A principios del siglo XVI, vivió en el Asia central BAbur, un descendiente lejano de Tamerlán.
Su carrera es propia de una novela de aventuras, príncipe del valle de la Fergana, en el actual Uzbekistán, y se embarcó en la conquista de Samarcanda, la antigua capital de sus antepasados. Consiguió conquistarla, pero perdió su reíno de origen y cuando volvía a recuperarla, perdió también Samarcanda.
Durante años vivió como un fugitivo, casi un bandido, apoyando a unos señores contra otros, conquistando esta o aquella fortaleza, tentando nuevamente la toma de Samarcanda, perdiendo de nuevo todo... hasta que harto de dar vueltas y revueltas, se dirigió a Kabul y se hizo con la mayor parte de Afganistan.
Contra todo pronóstico consiguió afianzarse allí, a pesar de sus muchos enemigos. No volvería a hacerse con territorios en Asia Central y sus reitarados intentos acabaron casi en catástrofe para él y los suyos. Otro, asqueado, hubiera dejado las campañas y dedicado a disfrutar de lo que había conseguido al fin, pero él había sido guerrero desde que tuvo uso de razón y no podía dejar de guerrear.
Así que se dirigió hacia la India, conquisto lo que es ahora Pakistán, se lanzó contra Dheli y venció a los príncipes hindúes que se le oponían en Panipat. No se detuvo ahí. Enfrentado a una coalición de reyes, tanto musulmanes como hindúes, les derroto en la batalla de Kanauj y se hizo con todo el valle del Ganges, hasta Calcuta y Bangladesh
Suyo era todo el norte de la India, de Afganistán a Birmania. Su imperio, el Imperio Mogol de la India, duraría dos siglos hasta 1730, cuando la locura de Aurengzeb lo hizo caer, pero aún así sus descendiente continuarían gobernando Dehli hasta que los ingleses los depusieran en 1854, tras la Revuelta de los Cipayos. No pasaron inadvertidos a Europa en esos dos siglos de gloria, embajadores de todas las potencias pasarían por su corte para pedir favores y se harían lenguas de las riquezas, el poder y la magnificencia de esa corte.
Pero si Babur fuera sólo un conquistador, uno más de los que han aparecido y desaparecido en la historia, dejando tras de sí una estela de muerte y destrucción, no merecería que se le recordase. Él escribió una de las autobografías más asombrosas que existen, algo que en nuestro entorno cultural sólo es comparable a las obras de César.

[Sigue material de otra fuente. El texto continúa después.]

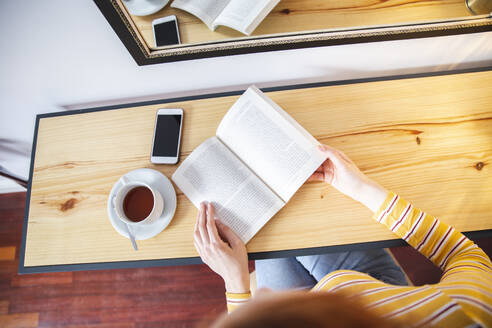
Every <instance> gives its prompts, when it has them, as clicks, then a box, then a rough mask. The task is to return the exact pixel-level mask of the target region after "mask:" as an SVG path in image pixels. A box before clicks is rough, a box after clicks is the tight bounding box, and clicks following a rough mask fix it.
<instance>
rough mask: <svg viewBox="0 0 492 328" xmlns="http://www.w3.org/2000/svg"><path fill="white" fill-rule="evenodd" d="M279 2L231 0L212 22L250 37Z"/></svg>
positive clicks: (269, 1) (260, 0)
mask: <svg viewBox="0 0 492 328" xmlns="http://www.w3.org/2000/svg"><path fill="white" fill-rule="evenodd" d="M279 2H280V0H255V1H250V0H249V1H248V0H231V1H230V2H229V4H228V5H227V6H226V7H225V8H224V10H223V11H222V12H221V13H220V15H219V16H218V17H217V18H216V19H215V21H214V23H213V24H214V27H217V26H218V25H224V26H228V27H230V28H233V29H235V30H237V31H239V32H242V33H244V34H246V35H250V34H251V33H252V32H253V31H254V29H255V28H256V27H257V26H258V25H259V24H260V23H261V22H262V21H263V19H264V18H265V17H266V16H267V15H268V13H269V12H270V11H271V10H272V9H273V8H274V7H275V6H276V5H277V4H278V3H279Z"/></svg>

Una lectura apresurada no lo muestra. Larguísimas enumeraciones, complejas líneas sucesorias, fanatismo religioso e intolerancia, puntúan aquí y allá el texto. El que se atreva a perderse en la selva de su narración se llevará reconfortantes sorpresas, puesto que Babur, a pesar de la gloria que alcanzó, no se proponé enzalzarse y elevarse. Sus errores, sus equivocaciones, su debilidades están ahí, y el, con una sinceridad increíble para un guerrero o un estadísta, las va desgranando, señalando, criticando, llorando incluso.
Babur no es un guerrero como los que nos imaginamos ahora, dedicado al exterminio y la matanza. Extrañamente, es un presencia cercana a su contemporáneo Garcilaso, uno de aquellos caballeros, imbuídos de un concepto del honor periclitado, que sabían manejar por igual, tanto la pluma como la espada.
De este modo el mismo espacio que se dedica a las batallas, se dedica a la poesía, a la música, a las bellas artes, a recordar todas aquellas personas que dedicaron su vida a la belleza, ese concepto del que tanto se ríe ahora occidente, pero que para Garcilaso, para Babur, para mi mismo era el más noble de todos, por encima incluso del oficio de las armas, el único merecedor de que se grabasen y conservasen los nombres de sus practicantes.
Pero no extingue en eso. Si algo emociona en Babur es su inocencia, impropia de un guerrero, la sensibilidad y sinceridad con que narra los más mínimos accidentes que ocurren en su alma.
Como el día en que, tras muchos años de separación, se encontró con su hermana y ambos fueron incapaces de reconocerse.
O como el día en que probó por primera vez el alcohol.
O como el día en que sintió la llamada del primer amor.